Ryan grew up in Sarnia, Ontario, a place that was not notably prosperous or urban and had a vibrant local performance theater scene. Her dad owned an industrial company, her mother was in IT, and they anticipated a lot of her because she was sparky, a perfectionist. She dreamed of leaving from the age of about seven. “It was the kind of town where people are very pleased to live nearby to their parents and stay there for a considerable period and have each other’s children. When I return now, all these kids look really familiar to me, because I was raised with both their parents.” But she later reunited with her own high school sweetheart? She went back to Sarnia, caught up with an old flame, who she dated as a teenager, and now – six years later – they have three children together, plus Violet, now 16, who Ryan had brought up until then as a single mother. “Right,” says Ryan. “Sometimes I think there’s an alternate reality where I avoided that, and it’s still just Violet and me, chic, worldly, portable. But we are always connected to where we started, it appears.”

‘We cannot completely leave behind where we came from’

She got away for a bit, aged 18, and moved to Toronto, which she loved. These were the period working there, which has been another source of controversy, not just that she worked – and enjoyed working – in a venue (except this is a inaccuracy: “You would be let go for being topless; you’re not allowed to remove your top”), but also for a bit in one of her routines where she mentioned giving a manager a sexual favor in return for being allowed to go home early. It breached so many boundaries – what even was that? Manipulation? Sex work? Inappropriate conduct? Lack of solidarity (towards whoever it was who had to stay late so she could leave early)? Whatever it was, you definitely weren’t supposed to joke about it.

Ryan was surprised that her story generated outrage – she was fond of the guy! She also wanted to go home early. But it exposed something larger: a strategic absolutism around sex, a sense that the consequence of the #MeToo movement was outward purity. “I’ve always found this interesting, in debates about sex, permission and abuse, the people who don’t understand the subtlety of it. Therefore if this is abuse, why isn’t that abuse?” She references the comparison of certain comments to lyrics in popular music. “They said: ‘Well, how’s that different?’ I thought: ‘How is it similar?’”

She would never have moved to London in 2008 had it not been for her then boyfriend. “Everyone said: ‘Don’t go to London, they have rats there.’ And I disliked it, because I was suddenly broke.”

‘I felt confident I had jokes’

She got a job in business, was told she had lupus, which can sometimes make it challenging to get pregnant, and at 23, chose to try to have a baby. “When you’re first diagnosed something – I was quite sick at the time – you go to the most negative outcome.

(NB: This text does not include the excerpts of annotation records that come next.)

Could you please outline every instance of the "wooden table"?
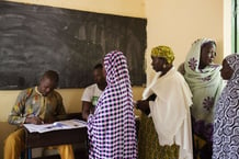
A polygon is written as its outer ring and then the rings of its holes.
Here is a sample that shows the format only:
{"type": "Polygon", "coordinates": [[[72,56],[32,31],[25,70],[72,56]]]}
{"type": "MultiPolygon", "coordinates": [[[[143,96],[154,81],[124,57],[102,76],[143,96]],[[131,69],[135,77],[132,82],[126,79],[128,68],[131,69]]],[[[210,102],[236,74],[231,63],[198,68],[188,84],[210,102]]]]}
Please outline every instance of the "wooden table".
{"type": "Polygon", "coordinates": [[[32,148],[65,144],[86,144],[86,148],[88,148],[87,140],[87,127],[53,130],[47,133],[30,133],[25,128],[25,148],[27,149],[27,159],[32,159],[32,148]]]}

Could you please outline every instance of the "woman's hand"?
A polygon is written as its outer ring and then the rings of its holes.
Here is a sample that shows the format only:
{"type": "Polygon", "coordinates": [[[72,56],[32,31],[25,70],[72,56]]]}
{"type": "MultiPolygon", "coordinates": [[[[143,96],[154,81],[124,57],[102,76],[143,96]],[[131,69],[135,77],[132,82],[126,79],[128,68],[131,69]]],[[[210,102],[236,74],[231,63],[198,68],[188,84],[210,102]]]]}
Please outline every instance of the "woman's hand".
{"type": "Polygon", "coordinates": [[[136,109],[140,110],[141,112],[144,112],[146,115],[148,115],[150,113],[149,110],[149,101],[144,101],[144,100],[139,100],[136,102],[136,109]]]}

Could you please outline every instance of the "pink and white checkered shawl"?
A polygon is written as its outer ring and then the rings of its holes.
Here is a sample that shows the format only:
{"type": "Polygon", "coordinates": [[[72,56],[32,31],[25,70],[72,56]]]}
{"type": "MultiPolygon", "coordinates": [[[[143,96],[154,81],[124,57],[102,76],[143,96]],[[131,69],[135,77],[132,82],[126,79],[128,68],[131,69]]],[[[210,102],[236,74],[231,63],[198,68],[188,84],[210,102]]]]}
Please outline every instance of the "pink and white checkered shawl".
{"type": "Polygon", "coordinates": [[[88,118],[90,159],[136,159],[133,95],[126,58],[121,52],[104,57],[107,87],[88,118]]]}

My reasoning with my boyfriend was, we’ve had so many issues, if we are still together by now, we never will. Now I see how long life is, and how many things can transform. But at 23, I didn't realize.” She was able to get pregnant and had Violet.

The following period sounds as high-pressure as a chaotic comedy film. While on maternity leave, she would look after Violet in the day and try to break into performance in the evening, taking her daughter with her. She felt from her sales job that she had no problem persuading others, and she had belief in her fast thinking from her time at Hooters; more than that, she says plainly, “I felt sure I had material.” The whole scene was riddled with bias – she won a major comedy award in 2008, just over a year after she’d started performing, a prize that was created in the context of a turgid debate about whether women could be funny

Gregory Jordan
Gregory Jordan

A passionate gaming analyst and writer, sharing insights on betting strategies and industry trends.